Kesler on national conservatism

I have written before in this space and elsewhere on the American-Israeli political philosopher Yoram Hazony and his distinctive approach to nationalism and conservatism. A principal difficulty with Hazony's approach is that his defence of his purported national conservatism, as he calls it, is basically historicist, assuming that norms for political action are reducible to traditions specific to given national communities. This leaves him fundamentally unable to challenge injustices occurring elsewhere in the world and leaves him without any norms to judge these traditions.

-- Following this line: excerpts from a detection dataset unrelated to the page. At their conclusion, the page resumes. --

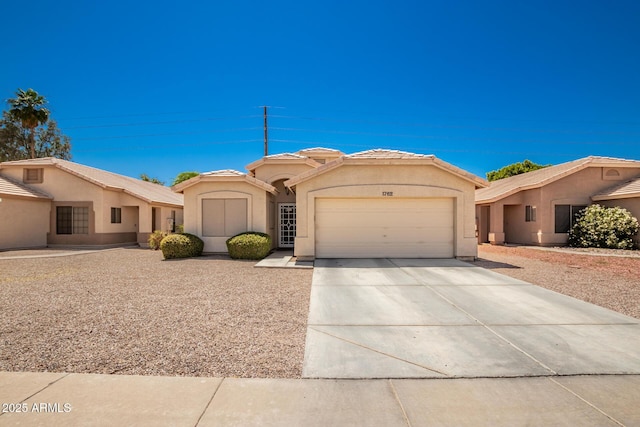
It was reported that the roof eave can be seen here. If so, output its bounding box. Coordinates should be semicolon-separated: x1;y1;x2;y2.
171;175;278;194
591;191;640;202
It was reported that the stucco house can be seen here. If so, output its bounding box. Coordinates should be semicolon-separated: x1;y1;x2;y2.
0;157;183;249
173;148;488;258
476;156;640;246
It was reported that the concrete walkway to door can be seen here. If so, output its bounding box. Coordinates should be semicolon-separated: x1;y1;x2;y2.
303;259;640;378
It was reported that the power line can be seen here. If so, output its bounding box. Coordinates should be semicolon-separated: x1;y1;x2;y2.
73;139;261;153
73;127;260;141
65;115;260;129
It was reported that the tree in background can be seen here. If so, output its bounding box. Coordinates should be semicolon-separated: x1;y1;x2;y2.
0;89;71;162
487;160;551;181
7;89;49;159
140;173;164;185
171;171;200;186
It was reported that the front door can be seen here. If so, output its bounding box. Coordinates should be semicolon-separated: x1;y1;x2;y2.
278;203;296;248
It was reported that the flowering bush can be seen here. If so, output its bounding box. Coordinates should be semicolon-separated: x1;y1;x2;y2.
569;205;638;249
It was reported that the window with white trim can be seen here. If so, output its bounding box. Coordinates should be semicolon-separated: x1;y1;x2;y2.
524;205;536;222
111;208;122;224
56;206;89;234
555;205;587;233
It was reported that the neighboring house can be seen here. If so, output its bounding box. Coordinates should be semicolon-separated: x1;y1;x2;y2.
476;156;640;246
0;157;183;249
173;148;488;258
0;175;52;250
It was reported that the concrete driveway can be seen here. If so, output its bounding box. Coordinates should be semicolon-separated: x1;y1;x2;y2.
303;259;640;378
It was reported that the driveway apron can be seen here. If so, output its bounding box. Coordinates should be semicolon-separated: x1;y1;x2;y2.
303;259;640;378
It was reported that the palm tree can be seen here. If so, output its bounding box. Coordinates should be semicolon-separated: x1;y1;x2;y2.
7;89;49;159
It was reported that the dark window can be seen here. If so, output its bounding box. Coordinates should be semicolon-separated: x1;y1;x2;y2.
56;206;89;234
555;205;586;233
524;205;536;222
56;206;73;234
111;208;122;224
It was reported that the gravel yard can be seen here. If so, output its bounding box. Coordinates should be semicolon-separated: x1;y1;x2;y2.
0;245;640;378
0;249;312;378
475;245;640;319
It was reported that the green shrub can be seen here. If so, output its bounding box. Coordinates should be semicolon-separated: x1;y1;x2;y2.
148;230;169;251
227;231;271;259
569;205;638;249
160;233;204;259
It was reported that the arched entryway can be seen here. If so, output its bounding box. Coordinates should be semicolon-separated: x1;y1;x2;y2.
271;179;296;248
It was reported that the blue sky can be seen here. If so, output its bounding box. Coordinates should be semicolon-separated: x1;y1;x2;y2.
0;0;640;183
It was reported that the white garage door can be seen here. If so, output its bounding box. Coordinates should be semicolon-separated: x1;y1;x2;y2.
315;198;454;258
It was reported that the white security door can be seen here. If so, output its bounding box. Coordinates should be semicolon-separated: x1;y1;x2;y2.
278;203;296;248
315;198;455;258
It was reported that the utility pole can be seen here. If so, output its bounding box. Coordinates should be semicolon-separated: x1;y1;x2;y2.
264;105;269;157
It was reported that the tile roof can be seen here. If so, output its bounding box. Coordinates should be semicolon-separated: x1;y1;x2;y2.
201;169;246;176
0;157;184;206
171;169;278;194
345;148;435;159
0;175;53;200
298;147;344;155
591;177;640;200
476;156;640;203
264;153;307;160
285;148;488;188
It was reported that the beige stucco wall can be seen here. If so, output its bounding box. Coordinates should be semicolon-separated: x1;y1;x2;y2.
477;167;640;246
254;163;313;184
295;164;477;257
0;196;51;250
184;181;270;252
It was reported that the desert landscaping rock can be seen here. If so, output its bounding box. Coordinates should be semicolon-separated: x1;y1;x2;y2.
0;246;640;378
474;245;640;319
0;249;312;378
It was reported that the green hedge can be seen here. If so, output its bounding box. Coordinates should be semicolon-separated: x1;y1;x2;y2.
160;233;204;259
147;230;169;251
569;205;638;249
227;231;271;259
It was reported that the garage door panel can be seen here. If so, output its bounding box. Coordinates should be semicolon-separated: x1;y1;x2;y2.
316;198;455;258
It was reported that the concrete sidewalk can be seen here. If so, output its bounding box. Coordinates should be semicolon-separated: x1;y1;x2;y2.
0;372;640;427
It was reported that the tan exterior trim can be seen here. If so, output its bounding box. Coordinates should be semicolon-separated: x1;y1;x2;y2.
171;174;277;194
285;156;489;188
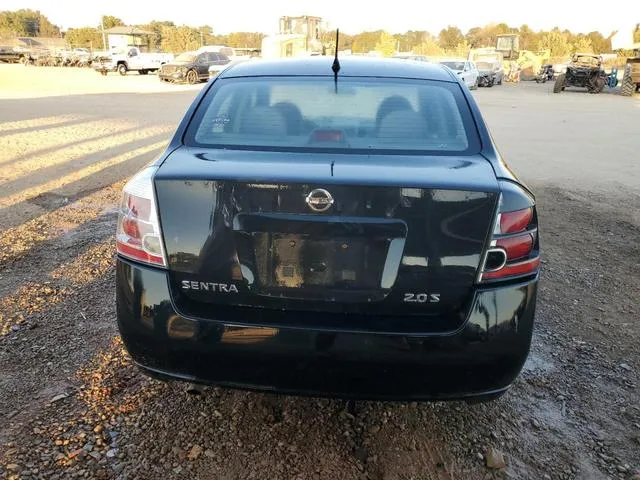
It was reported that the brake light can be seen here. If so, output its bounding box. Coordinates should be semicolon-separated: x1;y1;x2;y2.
480;202;540;281
116;167;166;267
499;207;533;233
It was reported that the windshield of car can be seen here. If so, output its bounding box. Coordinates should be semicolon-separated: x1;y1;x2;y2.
440;62;464;70
185;77;479;153
175;52;196;63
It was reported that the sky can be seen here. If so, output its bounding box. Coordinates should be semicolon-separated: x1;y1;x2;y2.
0;0;640;36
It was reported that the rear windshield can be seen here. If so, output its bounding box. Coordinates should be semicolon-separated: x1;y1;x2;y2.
185;77;479;154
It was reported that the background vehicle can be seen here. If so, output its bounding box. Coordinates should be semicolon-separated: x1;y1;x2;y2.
0;46;23;63
553;53;607;93
440;59;480;90
476;61;504;87
158;52;231;84
536;63;555;83
92;47;173;75
620;54;640;97
116;56;540;400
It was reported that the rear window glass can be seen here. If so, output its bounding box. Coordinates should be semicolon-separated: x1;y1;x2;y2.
185;77;479;154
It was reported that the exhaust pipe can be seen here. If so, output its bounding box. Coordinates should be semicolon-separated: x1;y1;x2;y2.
185;383;205;396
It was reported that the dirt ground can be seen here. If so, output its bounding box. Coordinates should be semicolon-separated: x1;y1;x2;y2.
0;65;640;480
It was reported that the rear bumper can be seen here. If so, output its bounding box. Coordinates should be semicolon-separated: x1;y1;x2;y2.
116;258;537;400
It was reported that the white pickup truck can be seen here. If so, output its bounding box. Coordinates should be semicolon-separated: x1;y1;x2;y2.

My critique is echoed by Charles R. Kesler writing last year for Claremont Review of Books: National Conservatism vs. American Conservatism: The problem with internationalist nationalism. Kesler extends this critique to the larger community of national conservatives, or Natcons, of which Hazony is an acknowledged leader:

In any event, the Natcons need a standard of some kind by which to defend national traditions, and to judge among competing or contradictory traditions. That is, they need a standard whose validity is in principle external to or superior to tradition as such. [William F.] Buckley’s American conservatism looked for such a standard in the West’s “Great Tradition” of reason and revelation; indeed, as a young debater and journalist Buckley specialized in the arguments against value relativism. The Natcons bow to the virtues too, praising an eclectic list of them as “essential to sustaining our civilization.” Yet far from refuting relativism by argument, they praise tradition as the key to recovering needed virtues. . . .

Yet to [Hazony's] credit, he recognizes there are good traditions (e.g., American freedom) and bad traditions (e.g., American slavery), and hence there must be some standard by which to distinguish good from bad that isn’t simply reducible to tradition or inheritance as such. He calls that standard “general principles”—general, not universal; hoping that these can be apprehended by experience rather than by reason.

I treat Hazony briefly in my recently published Citizenship Without Illusions, suggesting that those claiming the conservative label typically have to adopt a qualifying adjective, e.g., fiscal, social, national, &c., to infuse the noun with some content.